The PKEE appreciates that the Commission in the IIA recognises that all the sectors of the economy and society will need to contribute evenly to the transition. The PKEE agrees that the energy sector has to face the most serious challenges, thus other sectors (both covered by the ETS and non-ETS) should participate more actively and the level of their contribution ought to be properly defined. The broad impact assessment should also identify in detail the social and economic costs and carefully reflect the impact on the most vulnerable regions.
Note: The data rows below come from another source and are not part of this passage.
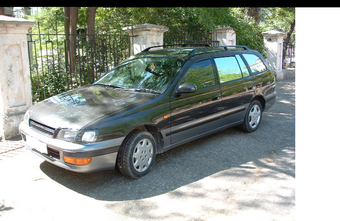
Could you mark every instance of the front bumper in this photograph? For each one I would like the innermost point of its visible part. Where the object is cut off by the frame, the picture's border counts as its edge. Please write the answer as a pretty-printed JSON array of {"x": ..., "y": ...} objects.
[{"x": 103, "y": 153}]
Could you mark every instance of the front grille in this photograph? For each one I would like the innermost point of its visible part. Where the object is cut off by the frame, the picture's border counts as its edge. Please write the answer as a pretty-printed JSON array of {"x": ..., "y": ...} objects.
[
  {"x": 53, "y": 153},
  {"x": 46, "y": 130}
]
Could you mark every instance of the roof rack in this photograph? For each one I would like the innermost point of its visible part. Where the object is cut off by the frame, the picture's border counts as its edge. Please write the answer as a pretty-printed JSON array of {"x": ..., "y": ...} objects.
[
  {"x": 226, "y": 47},
  {"x": 181, "y": 45}
]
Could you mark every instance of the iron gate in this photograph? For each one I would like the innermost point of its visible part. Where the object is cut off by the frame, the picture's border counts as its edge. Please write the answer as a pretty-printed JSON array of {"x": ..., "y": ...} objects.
[{"x": 60, "y": 62}]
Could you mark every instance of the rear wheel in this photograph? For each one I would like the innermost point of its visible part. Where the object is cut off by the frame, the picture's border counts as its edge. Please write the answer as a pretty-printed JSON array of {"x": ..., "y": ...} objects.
[
  {"x": 253, "y": 117},
  {"x": 137, "y": 155}
]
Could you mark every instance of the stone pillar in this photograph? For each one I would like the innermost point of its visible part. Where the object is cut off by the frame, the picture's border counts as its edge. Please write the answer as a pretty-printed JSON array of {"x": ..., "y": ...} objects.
[
  {"x": 225, "y": 36},
  {"x": 274, "y": 42},
  {"x": 15, "y": 84},
  {"x": 145, "y": 35}
]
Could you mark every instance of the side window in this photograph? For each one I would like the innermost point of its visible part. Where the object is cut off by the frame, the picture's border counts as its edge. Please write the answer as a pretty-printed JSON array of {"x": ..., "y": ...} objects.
[
  {"x": 201, "y": 74},
  {"x": 255, "y": 63},
  {"x": 243, "y": 66},
  {"x": 228, "y": 69}
]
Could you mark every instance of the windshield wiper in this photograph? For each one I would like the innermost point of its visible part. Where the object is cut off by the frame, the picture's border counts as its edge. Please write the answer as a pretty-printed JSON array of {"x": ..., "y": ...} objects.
[
  {"x": 145, "y": 90},
  {"x": 108, "y": 85}
]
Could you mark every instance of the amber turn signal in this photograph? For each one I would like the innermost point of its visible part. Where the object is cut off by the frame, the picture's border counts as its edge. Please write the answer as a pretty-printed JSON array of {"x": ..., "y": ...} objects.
[{"x": 77, "y": 161}]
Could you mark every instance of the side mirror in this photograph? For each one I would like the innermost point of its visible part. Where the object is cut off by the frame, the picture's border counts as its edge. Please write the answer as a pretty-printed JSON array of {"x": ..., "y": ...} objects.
[{"x": 186, "y": 88}]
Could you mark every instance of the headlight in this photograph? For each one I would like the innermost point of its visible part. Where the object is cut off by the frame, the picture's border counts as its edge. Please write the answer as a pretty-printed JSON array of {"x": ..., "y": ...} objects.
[
  {"x": 27, "y": 117},
  {"x": 89, "y": 136},
  {"x": 76, "y": 136},
  {"x": 68, "y": 135}
]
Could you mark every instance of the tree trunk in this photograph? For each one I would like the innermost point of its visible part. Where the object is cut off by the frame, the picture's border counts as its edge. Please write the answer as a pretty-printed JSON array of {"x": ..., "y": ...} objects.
[
  {"x": 73, "y": 37},
  {"x": 286, "y": 40},
  {"x": 91, "y": 16},
  {"x": 254, "y": 12}
]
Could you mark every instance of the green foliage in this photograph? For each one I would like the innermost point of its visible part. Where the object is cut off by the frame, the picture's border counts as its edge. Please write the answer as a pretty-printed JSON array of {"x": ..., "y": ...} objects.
[{"x": 278, "y": 19}]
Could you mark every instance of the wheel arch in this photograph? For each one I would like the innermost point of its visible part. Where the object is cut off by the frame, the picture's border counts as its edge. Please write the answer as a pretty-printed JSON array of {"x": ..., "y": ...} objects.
[
  {"x": 261, "y": 100},
  {"x": 155, "y": 133}
]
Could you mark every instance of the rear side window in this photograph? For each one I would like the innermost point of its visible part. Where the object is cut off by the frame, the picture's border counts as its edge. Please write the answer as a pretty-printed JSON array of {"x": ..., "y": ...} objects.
[
  {"x": 243, "y": 66},
  {"x": 201, "y": 74},
  {"x": 228, "y": 69},
  {"x": 255, "y": 63}
]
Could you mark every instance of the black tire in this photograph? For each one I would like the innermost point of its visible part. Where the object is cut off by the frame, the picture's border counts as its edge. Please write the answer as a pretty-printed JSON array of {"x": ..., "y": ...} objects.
[
  {"x": 253, "y": 117},
  {"x": 137, "y": 155}
]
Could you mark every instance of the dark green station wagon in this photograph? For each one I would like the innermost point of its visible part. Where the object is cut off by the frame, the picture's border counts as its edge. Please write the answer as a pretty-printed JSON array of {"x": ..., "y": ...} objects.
[{"x": 153, "y": 101}]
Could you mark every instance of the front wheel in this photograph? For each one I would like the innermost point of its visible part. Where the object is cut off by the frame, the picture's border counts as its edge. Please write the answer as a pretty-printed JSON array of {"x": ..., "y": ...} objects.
[
  {"x": 137, "y": 155},
  {"x": 253, "y": 117}
]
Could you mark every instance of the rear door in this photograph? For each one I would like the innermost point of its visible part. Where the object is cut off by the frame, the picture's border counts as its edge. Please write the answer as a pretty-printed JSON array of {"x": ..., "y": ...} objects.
[
  {"x": 236, "y": 87},
  {"x": 193, "y": 114}
]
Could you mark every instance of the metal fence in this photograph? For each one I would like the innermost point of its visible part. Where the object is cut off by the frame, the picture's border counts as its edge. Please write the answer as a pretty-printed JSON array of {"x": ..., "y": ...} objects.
[{"x": 60, "y": 62}]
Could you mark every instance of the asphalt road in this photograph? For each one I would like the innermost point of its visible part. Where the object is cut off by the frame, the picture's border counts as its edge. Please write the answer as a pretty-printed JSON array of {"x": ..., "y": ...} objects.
[{"x": 230, "y": 174}]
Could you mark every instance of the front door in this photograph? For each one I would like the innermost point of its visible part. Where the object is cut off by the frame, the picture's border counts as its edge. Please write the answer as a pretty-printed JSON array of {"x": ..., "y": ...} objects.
[{"x": 193, "y": 114}]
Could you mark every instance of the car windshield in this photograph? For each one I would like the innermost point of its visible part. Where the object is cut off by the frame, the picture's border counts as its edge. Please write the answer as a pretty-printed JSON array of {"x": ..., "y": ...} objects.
[{"x": 147, "y": 74}]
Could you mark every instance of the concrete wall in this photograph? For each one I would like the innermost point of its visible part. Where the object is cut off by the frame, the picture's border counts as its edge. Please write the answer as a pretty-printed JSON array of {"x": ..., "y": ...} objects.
[{"x": 15, "y": 85}]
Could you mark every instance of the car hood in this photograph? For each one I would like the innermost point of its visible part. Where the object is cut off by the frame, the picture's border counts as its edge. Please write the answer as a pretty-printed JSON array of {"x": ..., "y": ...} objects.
[{"x": 79, "y": 107}]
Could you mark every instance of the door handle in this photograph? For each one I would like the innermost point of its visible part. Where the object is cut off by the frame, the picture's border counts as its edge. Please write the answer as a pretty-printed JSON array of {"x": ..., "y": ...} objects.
[
  {"x": 215, "y": 98},
  {"x": 250, "y": 86}
]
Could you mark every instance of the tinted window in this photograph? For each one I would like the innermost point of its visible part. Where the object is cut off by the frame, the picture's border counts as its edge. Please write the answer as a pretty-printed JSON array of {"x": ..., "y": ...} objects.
[
  {"x": 201, "y": 74},
  {"x": 243, "y": 66},
  {"x": 228, "y": 69},
  {"x": 255, "y": 63}
]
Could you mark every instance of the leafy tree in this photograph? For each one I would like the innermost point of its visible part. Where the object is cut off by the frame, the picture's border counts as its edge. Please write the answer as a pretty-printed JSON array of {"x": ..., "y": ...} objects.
[{"x": 281, "y": 19}]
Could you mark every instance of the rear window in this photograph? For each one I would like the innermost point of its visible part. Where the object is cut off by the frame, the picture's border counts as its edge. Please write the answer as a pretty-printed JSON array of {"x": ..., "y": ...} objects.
[
  {"x": 228, "y": 69},
  {"x": 255, "y": 63}
]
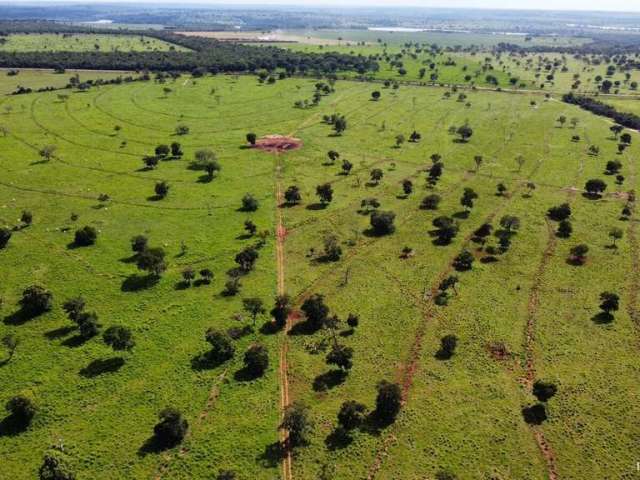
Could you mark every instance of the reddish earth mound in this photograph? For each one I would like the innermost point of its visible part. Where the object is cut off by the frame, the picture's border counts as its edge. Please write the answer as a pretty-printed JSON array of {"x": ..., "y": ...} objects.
[{"x": 278, "y": 143}]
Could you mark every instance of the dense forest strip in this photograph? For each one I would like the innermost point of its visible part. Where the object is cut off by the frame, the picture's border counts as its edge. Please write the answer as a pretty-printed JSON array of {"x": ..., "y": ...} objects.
[
  {"x": 206, "y": 55},
  {"x": 629, "y": 120}
]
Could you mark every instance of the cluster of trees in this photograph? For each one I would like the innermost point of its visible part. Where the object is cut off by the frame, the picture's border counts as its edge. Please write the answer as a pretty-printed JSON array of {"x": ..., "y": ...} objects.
[
  {"x": 204, "y": 55},
  {"x": 322, "y": 89},
  {"x": 629, "y": 120},
  {"x": 337, "y": 121},
  {"x": 148, "y": 259},
  {"x": 537, "y": 413}
]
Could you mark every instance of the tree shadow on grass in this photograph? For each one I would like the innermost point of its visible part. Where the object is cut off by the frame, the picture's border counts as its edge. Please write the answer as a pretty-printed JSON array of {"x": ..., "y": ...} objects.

Taking into account the existing regulatory obligations

The IIA stresses the need to examine the effects of possible changes on the energy sector and to maintain coherence with the legal acts strongly linked with the energy sector. The PKEE welcomes that the Commission recognises that the possible revision of targets is related to other acts and instruments, such as the Energy Taxation Directive , the Carbon Border Adjustment Mechanism 4 and others. The comprehensive impact assessment must fully assess the mutual impact of all these regulations.

In our view it is essential to reflect the legal obligations for installations’ operators resulting from capacity mechanisms. Many Member States have introduced capacity mechanisms to ensure the necessary level of security of supply. The huge part of capacity has been already contracted and long-term investments have been made on the basis of capacity mechanisms, therefore it is not feasible without endangering the security of supply to phase out the capacity contracted under capacity mechanisms. The PKEE believes that all the essential regulatory obligations should be presented by the Member States alongside with their data input.

A reasonable pace of the transition

The PKEE believes that all climate goals will be set in the spirit of the energy solidarity principle and that they will truly ensure that “no one is left behind”. All essential climate objectives, which include the increase in the GHG emissions reduction target for 2030, should be subject to approval by the European Council.